Sunday 17 December 2017

Majority of UK businesses opposed to EU exit

Sarah McCabe

Sarah McCabe

POLLS show that the majority of British people want the UK to leave the EU, but it seems businesses think otherwise.

Four out of five UK companies want Britain to keep its EU membership, according to new research by UK's biggest business lobby.

Of the 415 firms surveyed in a new study by the Confederation of British Industry, only 10pc said Britain should leave the trading bloc.

The news will come as a balm to the many Irish businesses who export to Britain. The UK is Ireland's second-largest trading partner after the USA, accounting for about €15bn worth of exports last year.

An EU exit by Britain raises the possibility that taxes and other trade barriers would be reintroduced, hiking up the cost of selling to our neighbour.

The possibility of Britain breaking its 40-year ties with the EU gathered pace in January when Prime Minister David Cameron said he would hold a referendum asking voters whether they wanted to stay or leave if his Conservative government is re-elected in 2015.

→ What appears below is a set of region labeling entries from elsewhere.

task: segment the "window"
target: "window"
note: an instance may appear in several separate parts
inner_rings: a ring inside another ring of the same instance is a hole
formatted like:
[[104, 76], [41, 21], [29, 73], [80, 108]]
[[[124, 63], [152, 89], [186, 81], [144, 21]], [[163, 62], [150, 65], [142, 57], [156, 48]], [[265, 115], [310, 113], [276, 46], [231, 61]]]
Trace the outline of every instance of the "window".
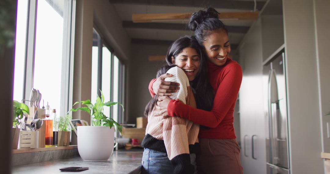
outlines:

There is clear public support for such a referendum. A separate poll released earlier this week found that 43pc of Britons would choose to leave the EU, while 39pc would opt to remain in if a vote were held now.

In the CBI study, two-thirds of British companies thought leaving the EU would damage trade with European markets.


Some 47pc said it would make it harder to find skilled workers, while 3pc said it would be easier. Just over half said it would harm competitiveness, against 15pc who thought it would help.

"Firms want what is best for jobs and growth, and there is genuine concern that an exit would hit business investment and access to the world's largest trading bloc," said the industry body's director general John Cridland.

The survey did find that there is frustration among business leaders with Britain's current relationship with the EU and the burden of regulation. However, the benefits of membership outweigh drawbacks, respondents said, with 71pc saying it has a positive or very positive impact on their businesses.

"Businesses do have some serious concerns about the EU, but ultimately they want the UK inside the tent winning the argument for reform," said Mr Cridland.